Entropy of sum is sum of entropies

Question

Having $X$ and $Y$ discrete random variables above finite set. Z is defined as $Z=X+Y$ when does the following happen:

$$H(Z)=H(X)+H(Y)$$

Answer 1

That is not true in general.

$$H(X,Z)=H(Z)+H(X \mid Z) = H(X)+H(Z \mid X) $$

But $H(Z \mid X)=H(X+Y \mid X)=H(Y \mid X)$.

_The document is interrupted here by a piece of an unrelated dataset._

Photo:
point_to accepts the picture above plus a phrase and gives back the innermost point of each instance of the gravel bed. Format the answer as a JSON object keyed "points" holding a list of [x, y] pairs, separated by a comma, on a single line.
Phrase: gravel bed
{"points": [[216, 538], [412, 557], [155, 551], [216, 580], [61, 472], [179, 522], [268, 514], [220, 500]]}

Further, if we assume $X,Y$ are independent, then $H(Y \mid X)=H(Y)$ and

$$ H(Z)=H(X)+H(Y)-H(X \mid Z)$$

We still need $H(X \mid Z)=0$ (knowing the sum lets me know the summands). This is only true in the very special case in which $x_1+y_1 \ne x_2+y_2$ for any set of values with positive probability. If both $X$ and $Y$ comes from the same set, then it's only true in the trivial case of a single element support.

Answer 2

I am afraid H(Z|X) is not equal to H(Y|X), if X and Y are independent and Z = X+Y, because say X and Y are binary and independent, then X and Y say nothing about each other, but Z = 0 => X = 0, and Z = 2 => X = 1. So H(X|Z) is not equal to H(X|Y)=H(Y).